Thousands rally in Spanish anti-austerity protest

Demonstrators gather in the capital Madrid denouncing the government and calling for end to harsh austerity measures.

    Thousands rally in Spanish anti-austerity protest
    Spain is emerging from a seven-year economic slump [AP]

    Thousands of people have marched in the Spanish capital denouncing the government and calling for an end to harsh austerity measures that have deepened poverty among the worst-off.

    Gathering under the banner of "Dignity" in Madrid on Saturday, protesters decried government financial cuts, housing rights policies, and high unemployment rates.

    Carrying banners reading "Food, jobs and a roof with dignity.

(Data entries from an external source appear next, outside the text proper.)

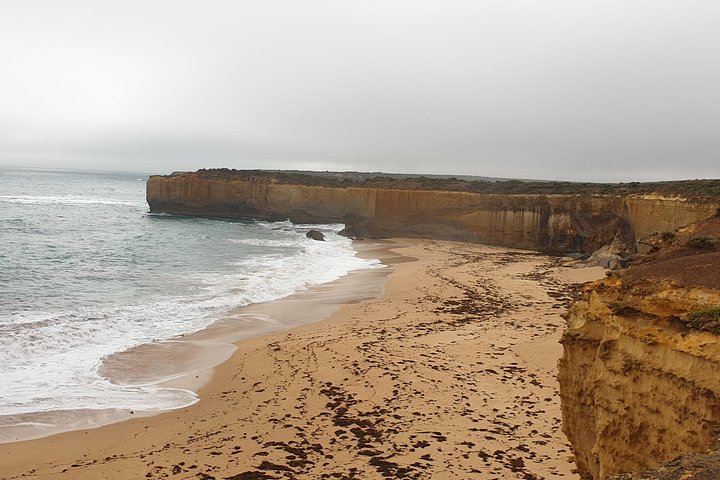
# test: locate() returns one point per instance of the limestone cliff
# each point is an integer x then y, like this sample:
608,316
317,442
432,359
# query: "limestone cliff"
639,377
536,220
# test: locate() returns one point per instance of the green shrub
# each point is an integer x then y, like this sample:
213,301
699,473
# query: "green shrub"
707,319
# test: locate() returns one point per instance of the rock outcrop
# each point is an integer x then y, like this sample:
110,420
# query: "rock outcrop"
537,221
638,378
315,235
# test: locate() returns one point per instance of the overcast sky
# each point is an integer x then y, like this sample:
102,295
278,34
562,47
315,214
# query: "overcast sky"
606,90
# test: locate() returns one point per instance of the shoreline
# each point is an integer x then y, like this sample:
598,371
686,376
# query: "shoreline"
187,362
449,373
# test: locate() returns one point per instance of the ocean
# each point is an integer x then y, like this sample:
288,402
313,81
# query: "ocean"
86,272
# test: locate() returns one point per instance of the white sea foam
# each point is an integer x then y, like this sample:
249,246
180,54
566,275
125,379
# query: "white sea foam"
51,359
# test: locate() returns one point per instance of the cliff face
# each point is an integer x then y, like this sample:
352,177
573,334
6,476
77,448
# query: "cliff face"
638,378
560,223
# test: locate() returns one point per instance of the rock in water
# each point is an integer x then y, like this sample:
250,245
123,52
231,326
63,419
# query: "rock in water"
348,232
315,235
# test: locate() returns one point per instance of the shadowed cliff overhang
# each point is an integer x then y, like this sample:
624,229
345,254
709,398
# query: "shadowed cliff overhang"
545,216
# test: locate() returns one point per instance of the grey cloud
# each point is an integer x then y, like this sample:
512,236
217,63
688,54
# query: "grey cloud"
597,90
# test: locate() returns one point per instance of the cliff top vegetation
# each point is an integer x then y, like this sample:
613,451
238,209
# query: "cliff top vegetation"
698,190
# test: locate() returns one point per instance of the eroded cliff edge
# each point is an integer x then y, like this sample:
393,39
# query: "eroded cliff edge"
541,216
639,377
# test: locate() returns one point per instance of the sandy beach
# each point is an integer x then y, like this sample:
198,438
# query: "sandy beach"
448,373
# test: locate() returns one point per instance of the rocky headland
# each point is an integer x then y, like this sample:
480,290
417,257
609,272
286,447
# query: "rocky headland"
638,380
542,216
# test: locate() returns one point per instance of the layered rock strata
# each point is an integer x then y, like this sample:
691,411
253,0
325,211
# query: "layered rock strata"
638,379
544,222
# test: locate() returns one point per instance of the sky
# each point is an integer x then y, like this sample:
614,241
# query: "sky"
592,90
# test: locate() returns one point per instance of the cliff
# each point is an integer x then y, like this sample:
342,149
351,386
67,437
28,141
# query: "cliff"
543,218
638,378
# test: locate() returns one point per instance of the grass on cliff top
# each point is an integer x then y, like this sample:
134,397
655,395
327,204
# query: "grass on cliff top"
706,319
698,190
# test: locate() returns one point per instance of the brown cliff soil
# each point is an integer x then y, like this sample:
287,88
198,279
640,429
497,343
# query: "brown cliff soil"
693,466
638,382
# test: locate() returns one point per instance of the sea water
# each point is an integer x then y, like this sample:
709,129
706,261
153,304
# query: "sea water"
86,272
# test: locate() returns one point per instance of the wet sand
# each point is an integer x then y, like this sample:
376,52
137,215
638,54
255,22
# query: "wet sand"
450,373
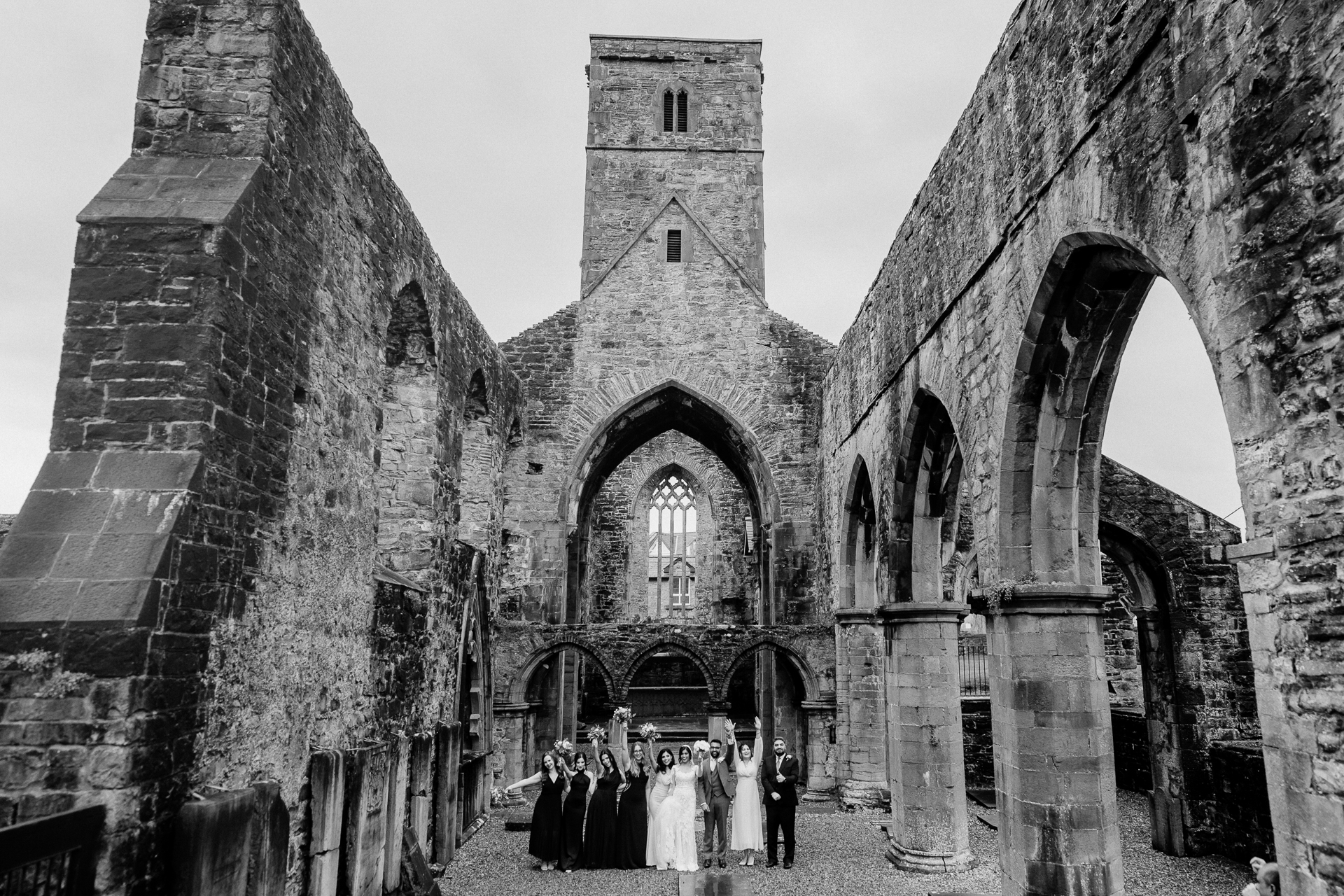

Working for a general strike", the protesters packed much of the city's Colon Square and Paseo de Recoletos boulevard.

    Dolores Cerezo, who had arrived from southern Sevilla, said the government had cut back "savagely" on public services such as education and the national health service.

    Spain is emerging from a seven-year economic slump as one of the eurozone's fastest growing countries, but the exit from recession has yet to ease the hardship for thousands of households, in a country where nearly one in four of the workforce is out of a job.

    Prime Minister Mariano Rajoy announced new social welfare support last month and touted his government's economic record in a bid to woo back crisis-worn voters, who are increasingly turning to upstart parties as elections loom.

    Rajoy, whose centre-right People's Party (PP) is expected to use economic recovery as its trump card in a general election to be held by year-end, raised the government's economic growth forecast for 2015 to 2.4 percent, from two percent.

    He also announced several welfare measures, including support for single parents, in a parliamentary address peppered with indirect swipes at insurgent parties such as anti-establishment Podemos (We Can), which is gaining in the polls.

    Podemos, launched a year ago, threatens to unseat the Socialists as the country's number two party and has topped some polls as a possible victor in the election.